Il y a aussi un effet d'imposture qui dépend beaucoup du domaine dans lequel on travaille. La société a pris l'habitude de définir des jobs "sérieux" par opposition aux jobs "superficiels". Par exemple, on acceptera plus qu'un entrepreneur qui lance une start-up dans un domaine "sérieux" soit bien payé. Mais, on sera moins d'accord qu'un blogueur  (qui est aussi entrepreneur en passant) sur un domaine qu'on considère "superficiel"  comme la mode ou les jeux vidéos fasse payer ses prestations par exemple.

L'artiste affamé moderne, c'est aussi une personne qui veut travailler dans le domaine caritatif, ou social ou dans un domaine qui permet de soutenir une cause. Ces personnes ont aussi du mal à demander des rémunérations correctes, alors que c'est ce qui leur permettrait  de donner plus de leur temps. 

À lire : Pourquoi il ne faut pas travailler gratuitement

La légitimité d'entrepreneur

La première notion a bannir, c'est celle salon laquelle il y a des entrepreneurs plus légitimes que d'autres. Peu importe votre domaine, vous pouvez gagner des revenus corrects si vous faites ce qu'il faut. C'est tout cet aspect "business" que les artistes affamés occultent totalement. Réaliser que vous êtes tout aussi entrepreneur qu'un autre va justement vous aider à faire plus d'argent.
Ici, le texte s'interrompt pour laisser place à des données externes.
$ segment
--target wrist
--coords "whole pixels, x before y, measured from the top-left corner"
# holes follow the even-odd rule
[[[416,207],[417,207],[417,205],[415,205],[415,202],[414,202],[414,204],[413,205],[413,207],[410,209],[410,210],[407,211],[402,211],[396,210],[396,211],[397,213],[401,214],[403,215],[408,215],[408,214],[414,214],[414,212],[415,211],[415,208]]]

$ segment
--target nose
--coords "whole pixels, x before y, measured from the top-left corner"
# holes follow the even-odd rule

Comme tout entrepreneur, faire de l'argent n'est pas juste une conséquence de votre travail, mais c'est votre travail à part entière. Gagner sa vie en sachant se promouvoir, parler de soi, trouver de nouvelles opportunités, se vendre  sont vos responsabilités à part entière. Cette part de réalité qu'il faut accepter détermine le succès d'un entrepreneur, souvent bien plus que ne le fait l'aspect "créatif".
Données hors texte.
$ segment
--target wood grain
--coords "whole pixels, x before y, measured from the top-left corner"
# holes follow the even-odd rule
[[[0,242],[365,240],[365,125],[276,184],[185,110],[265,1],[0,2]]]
Les compétences pour ne plus être un artiste affamé

La première compétence cruciale à apprendre, c'est comment mieux se vendre. Parler de soi est tout un art que même les meilleurs mettent des années à maîtriser. Si vous devez apprendre à vous présenter à l'oral, entrainez-vous à aborder une personne et à faire un petit pitch personnel; encore faut-il savoir quoi mettre en avant. Le storytelling ou l'art de raconter son histoire fait partie des choses à apprendre pour le coup. Sinon, si vous devrez parler de vous à l'écrit, le copywriting, ou la rédaction publicitaire est essentiel pour convaincre.

La deuxième compétence (c'est d'ailleurs plus une action qu'une compétence), c'est le fait de savoir facturer ou chercher des prestations qui vous permettent de vivre décemment au minimum. Forcement, quand on débute, on a du mal à justifier sa légitimité, et on aura tendance à offrir gratuitement ses services, ou à les facturer très bas. Même si c'est pratique courante, cette période ne doit pas durer plus de quelques mois. Plus vite vous serez à l'aise avec la vraie valeur de vos compétences, et plus vous allez surmonter cette lutte financière qu'est la vie d'artiste affamé.

Je pense enfin qu'une grande partie de ce travail est à faire sur votre légitimité à vos propres yeux. La réussite de votre activité dépend de votre réussite à la fois dans la partie créative ET dans la partie financière. Si vous savez gérer votre créativité, n'hésitez pas à vous former, à lire des livres et à suivre des personnes qui vont vous donner les compétences qu'il vous manquent dans la partie marketing et business.